Da qualche tempo il partito di regime a Roma è commissariato, ma quanti iscritti sono stati espulsi? Quanti circoli sono stati chiusi? Il "commissario" Orfini non poteva e non voleva cambiare nulla, anzi doveva cambiare il sindaco, e proprio sotto il Giubileo, perché in nome della fretta, dell'emergenza, della necessità di non fare una brutta figura con il resto del mondo, tutto diventa lecito, così come è accaduto a Milano con Expo. Il sogno di renzi e dei suoi pupari è di non andare più al voto, di sostituire i sindaci con podestà nominati dal governo. Ma siccome sanno che non possono farlo, svuotano i poteri degli enti locali, rendono i sindaci sempre più deboli. La riforma della Costituzione sta andando tutta in questa direzione e l'attacco a Marino è figlio della stessa idea: se hanno potuto sbarazzarsi così facilmente del sindaco della capitale, quale altro amministratore può sentirsi al sicuro? L'omicidio politico di Marino è anche un avvertimento, in stile mafioso, a tutti gli altri: o vi adeguate o vi distruggeremo.
A Roma, nonostante i giochi di regime, potrebbe questa volta vincere il candidato del Movimento Cinque stelle; personalmente penso sia auspicabile, piuttosto che vinca un uomo della premiata ditta renzi-verdini. Se fossi romano probabilmente voterei per loro, perfino per uno dal passato discutibile come Alessandro Di Battista o per una antipatica come Roberta Lombardi. Francamente non ho molta fiducia che un'amministrazione grillina possa ribaltare una situazione così incancrenita, possa ripulire tutto il marcio incrostato in questi decenni. Sarebbe perfino ingiusto chiedere a loro un impegno così improbo, caricarli di aspettative impossibili da mantenere, tanto più che avrebbero contro il regime, con tutta la sua potenza di fuoco. Ma è giusto che ne abbiano l'opportunità e, ripeto, se servisse, avrebbero perfino il mio sostegno. Di fronte a un regime occorre rinunciare a qualcuna delle nostre posizioni, pur di fermare - o almeno rallentare - la sua affermazione.

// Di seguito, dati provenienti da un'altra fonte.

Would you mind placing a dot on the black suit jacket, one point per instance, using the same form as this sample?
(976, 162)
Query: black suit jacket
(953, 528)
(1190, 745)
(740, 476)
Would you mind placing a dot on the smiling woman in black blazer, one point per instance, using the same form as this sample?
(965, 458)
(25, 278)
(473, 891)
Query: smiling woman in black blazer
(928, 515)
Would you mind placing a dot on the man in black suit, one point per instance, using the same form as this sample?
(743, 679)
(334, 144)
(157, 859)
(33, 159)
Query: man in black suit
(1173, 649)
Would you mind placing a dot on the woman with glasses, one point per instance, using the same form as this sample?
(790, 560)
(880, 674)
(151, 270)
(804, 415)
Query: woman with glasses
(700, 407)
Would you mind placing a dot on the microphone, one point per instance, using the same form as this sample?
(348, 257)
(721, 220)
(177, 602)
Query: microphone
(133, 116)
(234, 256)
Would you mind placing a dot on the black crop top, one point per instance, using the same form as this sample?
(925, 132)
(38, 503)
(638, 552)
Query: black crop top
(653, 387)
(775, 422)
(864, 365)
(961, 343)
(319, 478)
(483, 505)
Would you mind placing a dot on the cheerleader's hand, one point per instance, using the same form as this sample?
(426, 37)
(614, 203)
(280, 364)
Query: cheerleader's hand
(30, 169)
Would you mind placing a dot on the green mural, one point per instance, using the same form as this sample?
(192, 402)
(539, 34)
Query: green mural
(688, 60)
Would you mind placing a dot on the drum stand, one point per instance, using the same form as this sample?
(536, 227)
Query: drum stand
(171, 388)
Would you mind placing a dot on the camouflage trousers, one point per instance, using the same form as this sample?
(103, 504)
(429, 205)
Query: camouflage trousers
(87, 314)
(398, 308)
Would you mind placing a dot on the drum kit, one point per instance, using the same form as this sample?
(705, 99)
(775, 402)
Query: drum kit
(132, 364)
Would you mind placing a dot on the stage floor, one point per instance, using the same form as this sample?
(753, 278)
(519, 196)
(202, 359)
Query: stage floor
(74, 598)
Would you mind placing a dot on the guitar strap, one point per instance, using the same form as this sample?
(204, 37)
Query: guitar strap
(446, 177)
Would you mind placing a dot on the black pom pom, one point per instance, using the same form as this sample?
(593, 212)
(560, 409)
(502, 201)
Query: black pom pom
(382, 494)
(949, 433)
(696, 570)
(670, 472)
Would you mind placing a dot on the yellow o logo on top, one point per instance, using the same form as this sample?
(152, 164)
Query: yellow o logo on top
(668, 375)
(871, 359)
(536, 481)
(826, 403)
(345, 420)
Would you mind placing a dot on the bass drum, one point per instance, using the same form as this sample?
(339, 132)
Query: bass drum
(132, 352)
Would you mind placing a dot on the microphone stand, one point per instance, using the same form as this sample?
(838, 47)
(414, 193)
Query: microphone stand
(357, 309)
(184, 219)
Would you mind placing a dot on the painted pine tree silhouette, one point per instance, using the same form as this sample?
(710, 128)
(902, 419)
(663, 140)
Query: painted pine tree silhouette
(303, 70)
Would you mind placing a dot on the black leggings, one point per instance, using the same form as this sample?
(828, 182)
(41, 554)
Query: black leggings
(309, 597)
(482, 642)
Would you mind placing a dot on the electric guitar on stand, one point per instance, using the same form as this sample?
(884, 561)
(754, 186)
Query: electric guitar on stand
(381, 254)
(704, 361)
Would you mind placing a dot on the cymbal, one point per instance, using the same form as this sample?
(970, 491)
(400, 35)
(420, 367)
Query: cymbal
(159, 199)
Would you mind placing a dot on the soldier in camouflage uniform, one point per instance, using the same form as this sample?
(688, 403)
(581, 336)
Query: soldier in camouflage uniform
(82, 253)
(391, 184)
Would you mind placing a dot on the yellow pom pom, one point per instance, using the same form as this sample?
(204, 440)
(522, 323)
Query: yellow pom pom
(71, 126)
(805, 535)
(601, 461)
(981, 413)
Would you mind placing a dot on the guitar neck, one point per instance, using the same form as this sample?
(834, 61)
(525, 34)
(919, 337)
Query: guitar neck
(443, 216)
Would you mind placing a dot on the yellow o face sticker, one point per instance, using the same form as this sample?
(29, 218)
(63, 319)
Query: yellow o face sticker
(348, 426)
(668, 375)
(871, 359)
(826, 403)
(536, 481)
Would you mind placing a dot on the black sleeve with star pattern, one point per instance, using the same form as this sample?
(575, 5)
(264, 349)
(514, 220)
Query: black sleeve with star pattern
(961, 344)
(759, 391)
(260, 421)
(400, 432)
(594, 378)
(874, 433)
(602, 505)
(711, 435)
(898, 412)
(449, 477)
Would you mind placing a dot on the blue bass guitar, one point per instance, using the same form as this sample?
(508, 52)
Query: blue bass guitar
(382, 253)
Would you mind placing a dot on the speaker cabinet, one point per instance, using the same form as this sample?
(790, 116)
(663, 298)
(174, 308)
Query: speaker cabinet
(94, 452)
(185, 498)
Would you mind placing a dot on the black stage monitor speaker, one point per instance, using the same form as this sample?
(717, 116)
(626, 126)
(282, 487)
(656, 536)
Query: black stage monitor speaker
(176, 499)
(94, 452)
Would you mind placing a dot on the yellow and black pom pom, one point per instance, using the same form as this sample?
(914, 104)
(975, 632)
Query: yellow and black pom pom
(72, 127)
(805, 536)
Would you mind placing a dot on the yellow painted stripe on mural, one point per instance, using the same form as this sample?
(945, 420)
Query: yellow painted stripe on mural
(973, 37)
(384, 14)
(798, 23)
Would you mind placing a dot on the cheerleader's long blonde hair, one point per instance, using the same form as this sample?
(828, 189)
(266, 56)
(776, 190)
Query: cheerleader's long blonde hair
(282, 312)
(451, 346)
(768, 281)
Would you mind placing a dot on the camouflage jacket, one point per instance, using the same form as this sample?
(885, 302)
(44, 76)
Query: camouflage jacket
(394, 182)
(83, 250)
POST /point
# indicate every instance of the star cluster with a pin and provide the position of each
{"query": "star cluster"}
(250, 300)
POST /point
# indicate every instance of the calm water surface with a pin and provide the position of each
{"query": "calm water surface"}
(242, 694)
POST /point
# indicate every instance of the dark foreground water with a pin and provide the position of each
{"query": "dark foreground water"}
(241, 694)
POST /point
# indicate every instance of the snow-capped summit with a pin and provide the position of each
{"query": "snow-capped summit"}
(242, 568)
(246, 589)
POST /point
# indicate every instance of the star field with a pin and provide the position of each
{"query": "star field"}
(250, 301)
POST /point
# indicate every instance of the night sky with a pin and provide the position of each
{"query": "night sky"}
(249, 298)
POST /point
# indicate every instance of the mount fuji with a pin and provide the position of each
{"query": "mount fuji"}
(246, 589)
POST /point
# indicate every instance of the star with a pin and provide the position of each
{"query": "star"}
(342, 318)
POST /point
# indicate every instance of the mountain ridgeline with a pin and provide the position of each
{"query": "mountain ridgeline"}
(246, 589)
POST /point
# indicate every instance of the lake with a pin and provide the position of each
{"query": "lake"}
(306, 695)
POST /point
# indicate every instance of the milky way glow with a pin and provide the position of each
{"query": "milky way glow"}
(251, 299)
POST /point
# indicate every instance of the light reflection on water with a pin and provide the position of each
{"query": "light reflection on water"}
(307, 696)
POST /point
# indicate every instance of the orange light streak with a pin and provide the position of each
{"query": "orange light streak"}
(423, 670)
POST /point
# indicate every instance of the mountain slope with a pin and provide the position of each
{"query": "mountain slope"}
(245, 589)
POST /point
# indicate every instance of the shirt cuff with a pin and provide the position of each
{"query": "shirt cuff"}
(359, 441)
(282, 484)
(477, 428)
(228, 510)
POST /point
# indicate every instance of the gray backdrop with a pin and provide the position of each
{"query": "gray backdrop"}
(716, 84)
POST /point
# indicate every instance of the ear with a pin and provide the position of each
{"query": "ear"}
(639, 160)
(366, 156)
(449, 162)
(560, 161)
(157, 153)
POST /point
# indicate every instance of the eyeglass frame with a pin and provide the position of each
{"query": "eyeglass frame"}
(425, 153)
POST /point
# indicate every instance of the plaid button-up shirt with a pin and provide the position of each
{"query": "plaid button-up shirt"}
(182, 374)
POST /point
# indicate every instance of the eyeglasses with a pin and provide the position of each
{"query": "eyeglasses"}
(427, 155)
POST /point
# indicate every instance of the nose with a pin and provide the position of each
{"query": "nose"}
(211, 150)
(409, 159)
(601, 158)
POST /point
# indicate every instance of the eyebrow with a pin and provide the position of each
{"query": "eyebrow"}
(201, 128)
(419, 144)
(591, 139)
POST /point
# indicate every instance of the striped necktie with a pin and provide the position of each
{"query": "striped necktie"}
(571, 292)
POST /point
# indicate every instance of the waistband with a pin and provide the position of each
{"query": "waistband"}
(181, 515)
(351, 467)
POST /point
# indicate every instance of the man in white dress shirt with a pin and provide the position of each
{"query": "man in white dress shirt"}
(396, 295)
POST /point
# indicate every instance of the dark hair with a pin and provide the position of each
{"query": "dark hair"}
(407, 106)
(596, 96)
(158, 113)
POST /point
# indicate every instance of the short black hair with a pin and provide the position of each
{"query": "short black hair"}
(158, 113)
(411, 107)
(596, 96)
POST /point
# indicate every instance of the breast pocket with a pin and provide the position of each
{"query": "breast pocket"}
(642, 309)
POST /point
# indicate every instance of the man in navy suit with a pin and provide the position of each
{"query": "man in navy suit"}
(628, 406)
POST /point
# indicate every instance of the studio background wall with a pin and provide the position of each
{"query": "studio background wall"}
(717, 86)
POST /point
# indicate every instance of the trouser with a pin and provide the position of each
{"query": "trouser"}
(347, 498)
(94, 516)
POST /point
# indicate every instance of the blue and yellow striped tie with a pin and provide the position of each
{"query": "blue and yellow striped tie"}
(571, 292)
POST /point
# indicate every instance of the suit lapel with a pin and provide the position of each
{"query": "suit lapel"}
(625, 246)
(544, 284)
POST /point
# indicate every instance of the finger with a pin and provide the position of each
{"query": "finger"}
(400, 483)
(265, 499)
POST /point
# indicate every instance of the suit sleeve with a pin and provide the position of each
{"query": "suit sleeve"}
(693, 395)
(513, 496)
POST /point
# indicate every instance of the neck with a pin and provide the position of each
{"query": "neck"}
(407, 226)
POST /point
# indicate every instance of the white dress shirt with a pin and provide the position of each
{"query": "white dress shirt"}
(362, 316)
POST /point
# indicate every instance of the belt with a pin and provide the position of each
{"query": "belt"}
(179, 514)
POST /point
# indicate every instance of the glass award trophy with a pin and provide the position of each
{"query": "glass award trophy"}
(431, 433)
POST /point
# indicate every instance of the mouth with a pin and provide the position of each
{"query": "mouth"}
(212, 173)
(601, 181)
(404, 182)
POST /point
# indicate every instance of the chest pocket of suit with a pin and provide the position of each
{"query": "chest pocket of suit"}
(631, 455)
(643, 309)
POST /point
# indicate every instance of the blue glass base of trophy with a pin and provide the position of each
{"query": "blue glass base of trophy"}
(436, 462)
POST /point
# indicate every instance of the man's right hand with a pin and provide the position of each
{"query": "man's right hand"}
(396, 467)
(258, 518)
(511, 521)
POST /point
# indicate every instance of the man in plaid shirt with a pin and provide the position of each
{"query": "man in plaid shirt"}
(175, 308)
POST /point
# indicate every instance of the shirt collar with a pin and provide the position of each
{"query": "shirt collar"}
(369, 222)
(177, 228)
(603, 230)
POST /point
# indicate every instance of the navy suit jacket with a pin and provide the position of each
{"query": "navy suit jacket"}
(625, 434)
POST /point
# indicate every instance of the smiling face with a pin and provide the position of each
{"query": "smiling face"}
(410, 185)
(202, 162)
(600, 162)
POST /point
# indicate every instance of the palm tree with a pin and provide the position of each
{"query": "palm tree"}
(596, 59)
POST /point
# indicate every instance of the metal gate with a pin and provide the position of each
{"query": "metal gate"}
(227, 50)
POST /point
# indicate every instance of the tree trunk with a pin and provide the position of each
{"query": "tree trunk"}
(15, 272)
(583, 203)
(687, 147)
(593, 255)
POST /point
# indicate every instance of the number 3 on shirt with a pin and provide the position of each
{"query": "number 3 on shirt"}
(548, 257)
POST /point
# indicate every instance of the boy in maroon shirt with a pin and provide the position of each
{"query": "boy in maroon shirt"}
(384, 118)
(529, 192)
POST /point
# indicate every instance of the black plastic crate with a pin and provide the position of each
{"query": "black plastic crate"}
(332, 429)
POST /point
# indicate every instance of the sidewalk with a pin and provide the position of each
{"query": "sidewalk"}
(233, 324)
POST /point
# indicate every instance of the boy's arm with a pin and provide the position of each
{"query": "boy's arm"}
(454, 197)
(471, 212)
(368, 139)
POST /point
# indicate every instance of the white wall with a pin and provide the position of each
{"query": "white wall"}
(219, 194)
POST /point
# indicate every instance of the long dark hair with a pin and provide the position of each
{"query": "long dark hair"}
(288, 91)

Non può essere questa però la nostra prospettiva. Bisogna cominciare davvero a costruire qualcosa di diverso, bisogna tornare a un'idea di rappresentanza politica, basata su comuni valori, sulla condivisione di interessi di classe, bisogna tornare a costruire un'idea socialista attorno a cui riunire le persone che sono colpite ogni giorno dall'affermazione violenta del finanzcapitalismo, bisogna costruire una difesa per le classi più povere, per i lavoratori con sempre meno diritti, per i giovani che non hanno un futuro. E insieme tornare ad attaccare; prima che sia troppo tardi. 

1 commento:

  1. Come concili questa tua frase con il sostegno a degli sprovveduti del m5s? "Per fare il medico occorre aver studiato a lungo, per diventare un bravo chirurgo bisogna lavorare anni, in Italia invece crediamo che per fare politica non occorra studiare, anzi pensiamo che chi ha fatto politica sia il meno adatto per governare. E quindi siamo disposti a votare chi non ha mai fatto politica; perfino uno come Marino."